Project Activity 23.10 shows that the cross product is anticommutative, so we get different directions if we switch the order in which we calculate the cross product. To fix a direction, we establish the convention that we always label the vertices of our parallelogram in the counterclockwise direction as shown in Figure 23.20. This way we always use \(\vx\) as the vector from vertex \(A\) to vertex \(B\) rather than the reverse. With this convention established, we can now define the direction of a parallelogram as the direction of its normal vector.
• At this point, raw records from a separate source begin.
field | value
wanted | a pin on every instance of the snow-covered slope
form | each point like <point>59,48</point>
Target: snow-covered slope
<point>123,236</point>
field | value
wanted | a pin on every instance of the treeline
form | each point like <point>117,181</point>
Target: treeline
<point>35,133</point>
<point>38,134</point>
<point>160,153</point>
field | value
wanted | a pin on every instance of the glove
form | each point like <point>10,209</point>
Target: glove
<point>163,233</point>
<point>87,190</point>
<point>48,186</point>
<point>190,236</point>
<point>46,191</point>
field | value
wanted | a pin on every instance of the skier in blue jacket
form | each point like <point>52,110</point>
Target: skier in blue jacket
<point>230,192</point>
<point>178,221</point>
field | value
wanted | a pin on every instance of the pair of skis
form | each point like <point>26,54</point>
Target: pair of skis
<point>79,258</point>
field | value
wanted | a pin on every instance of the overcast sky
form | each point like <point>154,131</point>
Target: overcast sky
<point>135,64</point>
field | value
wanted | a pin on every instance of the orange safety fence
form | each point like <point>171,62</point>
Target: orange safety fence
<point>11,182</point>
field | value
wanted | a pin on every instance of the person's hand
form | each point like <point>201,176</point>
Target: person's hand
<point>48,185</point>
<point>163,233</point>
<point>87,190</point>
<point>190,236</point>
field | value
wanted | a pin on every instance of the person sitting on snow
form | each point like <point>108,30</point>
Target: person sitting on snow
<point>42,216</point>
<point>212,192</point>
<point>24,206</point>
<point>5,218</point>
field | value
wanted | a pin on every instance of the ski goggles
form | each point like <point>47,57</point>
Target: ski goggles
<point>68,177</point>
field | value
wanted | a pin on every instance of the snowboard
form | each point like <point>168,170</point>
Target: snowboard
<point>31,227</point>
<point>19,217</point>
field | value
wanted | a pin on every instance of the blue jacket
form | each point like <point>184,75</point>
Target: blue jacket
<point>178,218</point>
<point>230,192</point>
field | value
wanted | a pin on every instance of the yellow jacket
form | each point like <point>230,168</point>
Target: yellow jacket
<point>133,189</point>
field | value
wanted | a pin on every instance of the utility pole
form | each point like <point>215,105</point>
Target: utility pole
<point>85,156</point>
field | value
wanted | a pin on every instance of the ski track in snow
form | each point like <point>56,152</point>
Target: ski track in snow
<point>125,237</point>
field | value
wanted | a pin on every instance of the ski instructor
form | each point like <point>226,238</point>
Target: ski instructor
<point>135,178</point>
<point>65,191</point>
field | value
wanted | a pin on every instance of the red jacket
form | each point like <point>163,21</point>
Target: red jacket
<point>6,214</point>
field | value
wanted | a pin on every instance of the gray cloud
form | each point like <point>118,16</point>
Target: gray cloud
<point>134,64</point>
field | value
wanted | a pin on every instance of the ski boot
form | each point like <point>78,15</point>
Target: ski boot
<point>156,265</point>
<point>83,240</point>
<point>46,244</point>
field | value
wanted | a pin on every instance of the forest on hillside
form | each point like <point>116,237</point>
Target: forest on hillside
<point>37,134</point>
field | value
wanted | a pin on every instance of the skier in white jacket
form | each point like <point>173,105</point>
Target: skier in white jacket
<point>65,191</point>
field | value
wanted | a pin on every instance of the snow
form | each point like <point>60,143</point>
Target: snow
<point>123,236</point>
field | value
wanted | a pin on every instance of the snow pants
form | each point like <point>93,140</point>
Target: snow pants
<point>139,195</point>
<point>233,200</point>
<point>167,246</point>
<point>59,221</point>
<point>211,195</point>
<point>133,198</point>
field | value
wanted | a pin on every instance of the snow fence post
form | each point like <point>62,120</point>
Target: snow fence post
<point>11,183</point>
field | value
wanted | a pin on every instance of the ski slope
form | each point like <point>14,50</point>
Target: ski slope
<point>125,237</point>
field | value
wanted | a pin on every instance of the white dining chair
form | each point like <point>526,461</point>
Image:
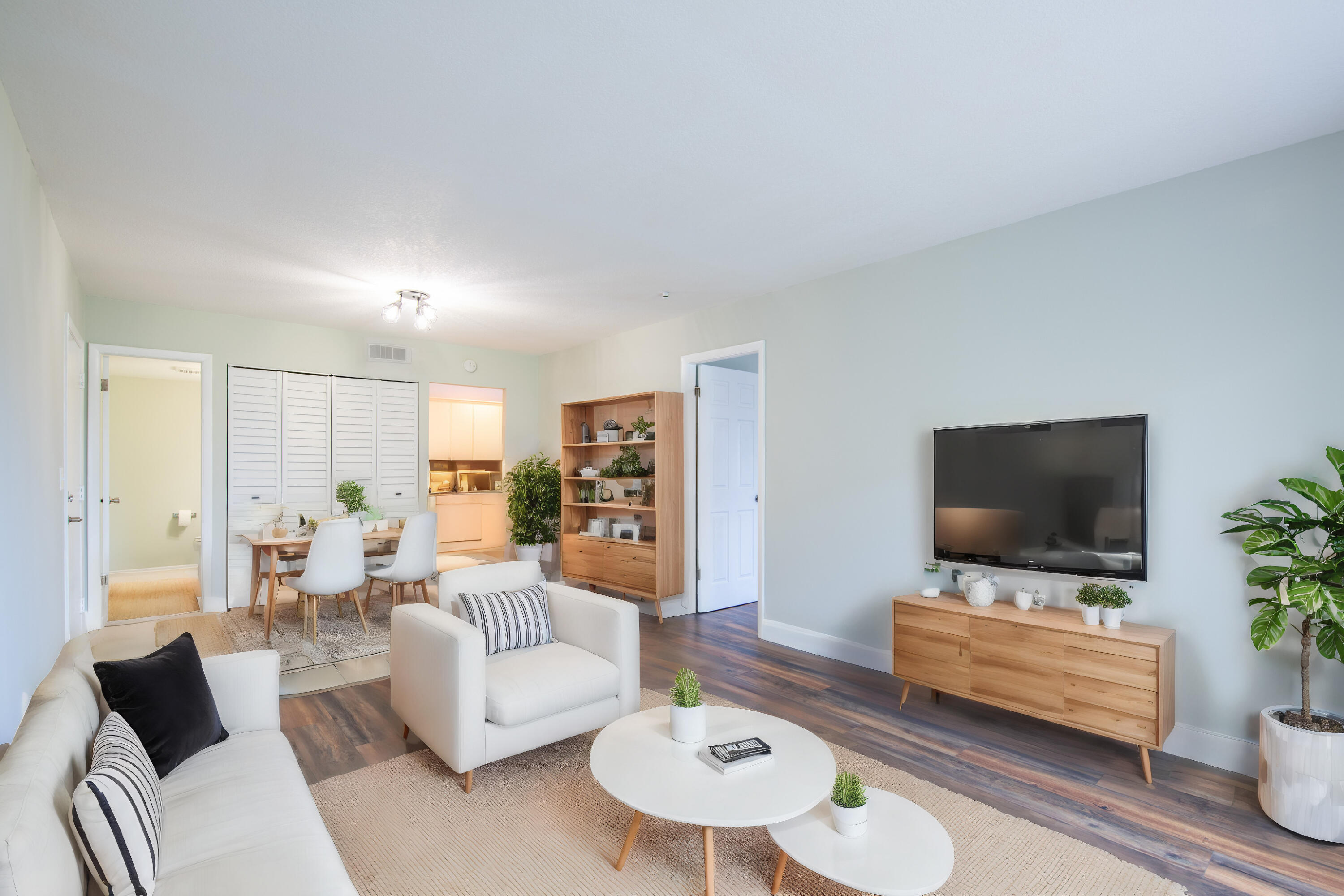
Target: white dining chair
<point>335,567</point>
<point>416,560</point>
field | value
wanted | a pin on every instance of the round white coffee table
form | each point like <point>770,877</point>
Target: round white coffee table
<point>906,851</point>
<point>636,761</point>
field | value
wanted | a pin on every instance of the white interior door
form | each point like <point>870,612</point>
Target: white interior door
<point>726,488</point>
<point>73,482</point>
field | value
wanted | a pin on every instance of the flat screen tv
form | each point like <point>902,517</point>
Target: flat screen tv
<point>1066,496</point>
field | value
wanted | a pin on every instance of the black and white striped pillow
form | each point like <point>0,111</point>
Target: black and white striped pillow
<point>510,618</point>
<point>116,812</point>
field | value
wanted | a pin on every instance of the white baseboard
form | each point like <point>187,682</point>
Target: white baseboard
<point>1214,749</point>
<point>826,645</point>
<point>1189,742</point>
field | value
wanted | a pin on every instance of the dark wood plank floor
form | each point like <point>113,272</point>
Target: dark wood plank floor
<point>1197,825</point>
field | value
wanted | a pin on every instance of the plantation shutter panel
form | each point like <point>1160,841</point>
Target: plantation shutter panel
<point>307,444</point>
<point>398,448</point>
<point>354,436</point>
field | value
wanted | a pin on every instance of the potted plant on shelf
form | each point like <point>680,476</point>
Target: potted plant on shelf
<point>1301,780</point>
<point>533,491</point>
<point>687,710</point>
<point>850,805</point>
<point>1103,603</point>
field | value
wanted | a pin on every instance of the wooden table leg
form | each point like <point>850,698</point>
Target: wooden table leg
<point>252,601</point>
<point>709,862</point>
<point>779,874</point>
<point>629,840</point>
<point>271,591</point>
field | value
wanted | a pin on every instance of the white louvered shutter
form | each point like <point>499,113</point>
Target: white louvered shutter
<point>354,436</point>
<point>307,444</point>
<point>398,448</point>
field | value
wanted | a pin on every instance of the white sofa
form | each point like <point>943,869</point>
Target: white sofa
<point>237,817</point>
<point>472,710</point>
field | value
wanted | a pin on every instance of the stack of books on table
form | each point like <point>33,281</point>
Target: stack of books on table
<point>737,755</point>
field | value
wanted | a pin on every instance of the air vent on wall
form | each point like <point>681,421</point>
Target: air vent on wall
<point>398,354</point>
Once we have a normal vector established for each polygon, we can now determine which polygons are back-face and which are front-face. Figure 23.21 at left provides the gist of the idea, where we represent the polygons with line segments to illustrate. If the viewer's eye is at point \(P\) and views the figures, the normal vectors of the visible polygons point in a direction toward the viewer (front-face) and the normal vectors of the polygons hidden from the viewer point away from the viewer (back-face). What remains is to determine an effective computational way to identify the front and back facing polygons.
Project Activity 23.11.
Consider the situation as depicted at right in Figure 23.21. Assume that \(AB\) and \(RS\) are polygons (rendered one dimensionally here) with normal vectors \(\vn\) at their centers as shown. The viewer's eye is at point \(P\) and the viewer's line of vision to the centers \(C_{AB}\) and \(C_{RS}\) are indicated by the vectors \(\vv\text{.}\) Each vector \(\vv\) makes an angle \(\theta\) with the normal to the polygon.
(a)
What can be said about the angle \(\theta\) for a front-facing polygon? What must be true about \(\vv \cdot \vn\) for a front-facing polygon? Why?
(b)
What can be said about the angle \(\theta\) for a back-facing polygon? What must be true about \(\vv \cdot \vn\) for a back-facing polygon? Why?
(c)
The dot product then provides us with a simple computational tool for identifying back-facing polygons (assuming we have already calculated all of the normal vectors). We can then create an algorithm to cull the back-facing polygons. Assuming that we the viewpoint \(P\) and the coordinates of the polygons of the surface, complete the pseudo-code for a back-face culling algorithm:
for all polygons on the surface do
calculate the normal vector n using the ______ product for the current polygon
calculate the center C of the current polygon
calculate the viewing vector ______
if ______ then
render the current polygon
end if
end for
As a final comment, back-face culling generally reduces the number of polygons to be rendered by half. This algorithm is not perfect and does not always do what we want it to do (e.g., it may not remove all parts of a polygon that we don't see), so there are other algorithms to use in concert with back-face culling to correctly render objects.